Viré de BFMTV, Rachid M’barki trouve du travail au Maroc

19 décembre 2023 - 21h00 - Maroc - Ecrit par : S.A

Quelques mois après son licenciement pour faute grave, Rachid M’barki, ex-présentateur franco-marocain du journal de la nuit de BFMTV pose ses valises au Maroc, où il poursuivra sa carrière de journaliste.

Une nouvelle aventure commence pour Rachid M’barki.
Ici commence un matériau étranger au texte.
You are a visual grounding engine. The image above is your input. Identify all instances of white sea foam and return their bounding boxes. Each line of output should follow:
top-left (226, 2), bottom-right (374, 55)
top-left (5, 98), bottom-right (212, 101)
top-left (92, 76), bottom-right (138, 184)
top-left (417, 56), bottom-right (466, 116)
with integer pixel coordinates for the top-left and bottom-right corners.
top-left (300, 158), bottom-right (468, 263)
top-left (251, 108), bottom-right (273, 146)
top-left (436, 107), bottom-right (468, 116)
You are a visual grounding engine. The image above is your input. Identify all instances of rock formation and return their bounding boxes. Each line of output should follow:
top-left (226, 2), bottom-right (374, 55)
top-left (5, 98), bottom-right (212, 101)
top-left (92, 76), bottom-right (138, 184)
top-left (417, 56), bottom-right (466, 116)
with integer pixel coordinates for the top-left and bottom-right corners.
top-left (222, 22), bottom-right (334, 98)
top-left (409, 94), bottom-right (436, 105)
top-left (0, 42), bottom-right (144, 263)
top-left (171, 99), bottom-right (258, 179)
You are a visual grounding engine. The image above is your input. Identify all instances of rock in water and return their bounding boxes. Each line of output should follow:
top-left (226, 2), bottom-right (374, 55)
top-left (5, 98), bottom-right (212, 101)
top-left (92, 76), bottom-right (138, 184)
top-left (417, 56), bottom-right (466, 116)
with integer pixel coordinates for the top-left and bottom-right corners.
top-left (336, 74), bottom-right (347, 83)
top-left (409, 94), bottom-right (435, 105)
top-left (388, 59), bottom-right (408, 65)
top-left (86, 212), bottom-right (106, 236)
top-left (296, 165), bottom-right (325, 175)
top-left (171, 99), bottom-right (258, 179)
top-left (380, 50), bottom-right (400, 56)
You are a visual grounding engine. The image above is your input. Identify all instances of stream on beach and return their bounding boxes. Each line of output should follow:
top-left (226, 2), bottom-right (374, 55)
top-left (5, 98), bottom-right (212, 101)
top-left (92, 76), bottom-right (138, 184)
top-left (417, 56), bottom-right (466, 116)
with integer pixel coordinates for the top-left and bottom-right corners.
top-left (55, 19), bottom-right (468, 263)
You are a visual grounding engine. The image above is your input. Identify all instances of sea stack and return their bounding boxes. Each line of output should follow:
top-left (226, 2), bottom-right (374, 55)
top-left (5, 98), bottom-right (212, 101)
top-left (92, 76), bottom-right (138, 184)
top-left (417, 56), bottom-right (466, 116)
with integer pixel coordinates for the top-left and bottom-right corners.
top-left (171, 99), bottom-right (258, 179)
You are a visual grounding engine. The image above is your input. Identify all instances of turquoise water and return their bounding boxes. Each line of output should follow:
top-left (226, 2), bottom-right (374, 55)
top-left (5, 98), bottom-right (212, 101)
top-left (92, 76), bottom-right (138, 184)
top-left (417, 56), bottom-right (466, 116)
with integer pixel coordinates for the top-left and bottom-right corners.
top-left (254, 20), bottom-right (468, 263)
Cette fois, loin de la France, le pays qui l’a vu naître. « Je crois que l’on peut l’annoncer ce soir : je suis ravi de rejoindre le groupe Eco Média  », a-t-il annoncé lundi à Casablanca, lors de la cérémonie de la 19è édition du prix l’Économiste pour la recherche en économie, gestion et droit.

À lire : En larmes, Rachid M’Barki parle d’un « lynchage médiatique »

Le 22 février, le groupe Altice, propriétaire de BFMTV et RMC, avait annoncé le licenciement de Rachid M’Barki pour « corruption passive et abus de confiance » à la suite d’une enquête interne qui a été menée pour savoir s’il « a agi seul, et identifier les dysfonctionnements ayant permis l’arrivée à l’antenne de ces brèves hors de toutes les règles internes habituelles. » En janvier, il était accusé d’avoir utilisé l’antenne pour diffuser des informations erronées ou très orientées pour servir des intérêts étrangers, entre 2021 et 2022, sans en référer à sa hiérarchie, notamment un reportage sur l’organisation d’un forum économique Maroc-Espagne à Dakhla, lors duquel il a employé le terme « Sahara marocain ».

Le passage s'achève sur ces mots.